Exploitation-Exploration Dilemma

In this work, we will study a computational way to solve the exploitation-exploration dilemma (or trade-off). In the previous exercice, we only modeled the prediction of the presence or the absence of the reward. But the "animal" wasn't coded to do actions, only predictions. The exploration-exploitation dilemma emerges when you try to correlate the prediction of the animal to a choice of action. To better understand this dilemma, let's expose a situation.

In this situation, a bee B in an environment E is searching for pollen as reward $r$. In E, it happens to be two kinds of flowers, the blue flowers $b$ and the yellow flowers $y$ with different rewards such as $r_b = 8$ and $r_y = 2$. At each steps, B, as a bee, must collect pollen. To do it, it have to choose an action between two choices : go to $b$ and collect the pollen $r_b$ or go to $y$ and collect the pollen $r_y$. Now let's suppose that the bee is learning from experience.

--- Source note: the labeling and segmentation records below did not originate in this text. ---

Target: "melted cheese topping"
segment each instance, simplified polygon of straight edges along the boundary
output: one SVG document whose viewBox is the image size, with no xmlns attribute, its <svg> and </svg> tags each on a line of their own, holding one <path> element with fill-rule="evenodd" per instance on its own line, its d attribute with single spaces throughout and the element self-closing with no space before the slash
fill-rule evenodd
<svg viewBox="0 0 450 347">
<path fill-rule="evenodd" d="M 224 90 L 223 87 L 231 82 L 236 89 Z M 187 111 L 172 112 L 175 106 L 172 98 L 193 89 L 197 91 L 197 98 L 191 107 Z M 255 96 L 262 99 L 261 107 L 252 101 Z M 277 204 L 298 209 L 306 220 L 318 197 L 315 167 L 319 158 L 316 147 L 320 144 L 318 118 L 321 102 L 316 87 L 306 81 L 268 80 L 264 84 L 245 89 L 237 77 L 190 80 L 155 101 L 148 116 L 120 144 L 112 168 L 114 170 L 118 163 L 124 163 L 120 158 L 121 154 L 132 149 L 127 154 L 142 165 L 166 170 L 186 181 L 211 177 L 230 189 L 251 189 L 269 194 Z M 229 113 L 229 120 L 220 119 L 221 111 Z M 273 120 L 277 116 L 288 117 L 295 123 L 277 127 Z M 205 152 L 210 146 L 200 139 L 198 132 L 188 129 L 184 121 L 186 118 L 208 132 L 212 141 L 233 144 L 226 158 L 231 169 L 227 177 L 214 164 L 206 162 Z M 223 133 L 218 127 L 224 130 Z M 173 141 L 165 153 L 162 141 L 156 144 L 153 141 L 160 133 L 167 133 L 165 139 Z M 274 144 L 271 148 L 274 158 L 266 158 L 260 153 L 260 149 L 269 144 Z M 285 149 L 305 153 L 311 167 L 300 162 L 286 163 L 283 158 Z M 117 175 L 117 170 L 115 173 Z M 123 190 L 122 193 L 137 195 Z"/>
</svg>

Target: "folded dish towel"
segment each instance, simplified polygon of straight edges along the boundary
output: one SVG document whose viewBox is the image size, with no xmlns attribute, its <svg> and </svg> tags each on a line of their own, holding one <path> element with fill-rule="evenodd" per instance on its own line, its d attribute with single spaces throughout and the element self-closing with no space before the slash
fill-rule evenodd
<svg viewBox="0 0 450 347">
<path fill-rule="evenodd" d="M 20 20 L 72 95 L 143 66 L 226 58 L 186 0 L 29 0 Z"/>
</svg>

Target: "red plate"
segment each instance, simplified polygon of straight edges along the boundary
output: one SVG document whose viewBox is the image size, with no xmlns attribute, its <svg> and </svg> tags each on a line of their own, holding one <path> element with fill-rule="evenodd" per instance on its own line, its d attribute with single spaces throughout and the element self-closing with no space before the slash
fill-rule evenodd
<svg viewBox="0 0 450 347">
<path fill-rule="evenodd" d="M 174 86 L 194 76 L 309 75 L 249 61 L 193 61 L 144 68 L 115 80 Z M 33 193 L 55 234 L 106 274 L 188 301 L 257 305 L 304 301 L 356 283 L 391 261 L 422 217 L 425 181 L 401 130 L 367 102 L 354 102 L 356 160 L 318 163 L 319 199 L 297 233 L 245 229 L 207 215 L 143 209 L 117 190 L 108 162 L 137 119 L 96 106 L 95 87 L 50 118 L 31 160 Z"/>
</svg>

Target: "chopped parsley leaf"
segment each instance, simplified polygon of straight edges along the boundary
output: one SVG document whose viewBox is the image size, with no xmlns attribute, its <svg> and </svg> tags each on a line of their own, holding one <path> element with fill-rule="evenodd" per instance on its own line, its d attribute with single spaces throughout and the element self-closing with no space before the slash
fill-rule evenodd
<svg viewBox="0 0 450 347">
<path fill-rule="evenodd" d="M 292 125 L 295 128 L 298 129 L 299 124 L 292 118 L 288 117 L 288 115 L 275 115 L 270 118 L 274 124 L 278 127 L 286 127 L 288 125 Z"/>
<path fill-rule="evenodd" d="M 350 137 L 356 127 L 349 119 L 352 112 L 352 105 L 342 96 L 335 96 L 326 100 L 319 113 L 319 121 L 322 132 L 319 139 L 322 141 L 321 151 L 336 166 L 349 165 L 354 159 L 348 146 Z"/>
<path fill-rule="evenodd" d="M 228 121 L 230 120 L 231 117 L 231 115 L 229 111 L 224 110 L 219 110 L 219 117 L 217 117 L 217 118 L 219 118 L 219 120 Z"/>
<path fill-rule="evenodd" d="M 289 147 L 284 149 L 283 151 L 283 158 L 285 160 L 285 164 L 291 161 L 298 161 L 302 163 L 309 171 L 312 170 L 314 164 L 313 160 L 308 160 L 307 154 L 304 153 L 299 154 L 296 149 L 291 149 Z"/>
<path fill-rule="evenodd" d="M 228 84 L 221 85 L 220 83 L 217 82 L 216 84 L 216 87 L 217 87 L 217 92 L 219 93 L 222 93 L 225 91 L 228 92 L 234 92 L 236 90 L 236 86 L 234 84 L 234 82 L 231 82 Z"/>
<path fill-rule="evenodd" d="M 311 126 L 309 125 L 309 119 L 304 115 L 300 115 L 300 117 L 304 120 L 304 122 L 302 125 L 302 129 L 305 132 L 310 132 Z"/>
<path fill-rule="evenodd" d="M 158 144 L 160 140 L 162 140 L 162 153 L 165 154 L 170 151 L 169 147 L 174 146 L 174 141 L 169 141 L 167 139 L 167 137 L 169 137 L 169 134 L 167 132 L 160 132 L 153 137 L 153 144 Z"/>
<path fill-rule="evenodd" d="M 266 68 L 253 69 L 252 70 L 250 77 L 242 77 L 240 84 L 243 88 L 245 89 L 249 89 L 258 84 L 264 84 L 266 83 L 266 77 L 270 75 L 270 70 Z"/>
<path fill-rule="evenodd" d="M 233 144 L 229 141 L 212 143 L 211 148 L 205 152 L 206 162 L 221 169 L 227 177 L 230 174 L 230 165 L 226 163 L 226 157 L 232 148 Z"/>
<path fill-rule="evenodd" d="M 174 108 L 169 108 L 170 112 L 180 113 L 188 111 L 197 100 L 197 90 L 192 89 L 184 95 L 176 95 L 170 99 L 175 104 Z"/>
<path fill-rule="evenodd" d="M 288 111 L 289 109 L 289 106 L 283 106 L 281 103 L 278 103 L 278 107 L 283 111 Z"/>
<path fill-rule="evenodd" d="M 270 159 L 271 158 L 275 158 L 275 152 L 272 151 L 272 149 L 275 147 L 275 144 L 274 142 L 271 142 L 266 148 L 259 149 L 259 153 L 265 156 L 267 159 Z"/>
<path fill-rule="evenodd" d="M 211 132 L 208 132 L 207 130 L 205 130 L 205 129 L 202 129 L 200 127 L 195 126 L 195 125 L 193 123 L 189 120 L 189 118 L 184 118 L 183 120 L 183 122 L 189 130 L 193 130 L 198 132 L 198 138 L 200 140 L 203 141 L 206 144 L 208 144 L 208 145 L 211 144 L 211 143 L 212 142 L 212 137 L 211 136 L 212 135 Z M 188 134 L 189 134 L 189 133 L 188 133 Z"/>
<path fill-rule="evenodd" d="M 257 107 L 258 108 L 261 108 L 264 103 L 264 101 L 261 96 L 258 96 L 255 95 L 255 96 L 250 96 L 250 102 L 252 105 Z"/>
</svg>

Here comes a problem : What rule should B apply in order to maximize its reward ? The answer is quite simple : B should try the two flowers and then always go to the flower with maximum reward which is $b$. This solves the problem. But now, let's imagine that E, as a realistic environment, is changing. The variation is that after a certain number of steps, the season changes and so is the reward associated with $b$ and $y$. In summer, $r_b = 8$ and $r_y = 2$, but in autumn, a better season for yellow flowers, the reward is inverted such as $r_b = 2$ and $r_y = 8$. Now it is clear that B must be capable to adapt to the environment changes. If B learned during summer that $b$ is the best option and she decides to go systematically to collect $r_b$, when autumn comes, B will continue to systematically go to b despite the fact $y$ is now its best option. This is the exploration-exploitation dilemma : What rule should B apply in order to maximize its reward (exploitation) while still exploring less interesting options in the case rewards are subjects to change (exploration) ? In summer, the choice to go collect $r_b$ is the exploitation choice, and the choice to go collect $r_y$ is the exploration choice, but in autumn it inverses. How to balance between these two choices ? We have to create some exploitation-exploration trade-off.



In [1]:

    
%matplotlib inline
%pylab inline
pylab.rcParams['figure.figsize'] = (10, 6)









    



Populating the interactive namespace from numpy and matplotlib

This trade-off is described by a function to compute the probability to go to $b$ (and the probability to go to $y$ as $p_y = 1-p_b$). This function is :

$$ p_b = \frac{1}{1+\exp(\beta(m_y-m_b))} $$

where $\beta$ is the exploration-exploitation parameter which acts as a factor on the difference $m_y-m_b$.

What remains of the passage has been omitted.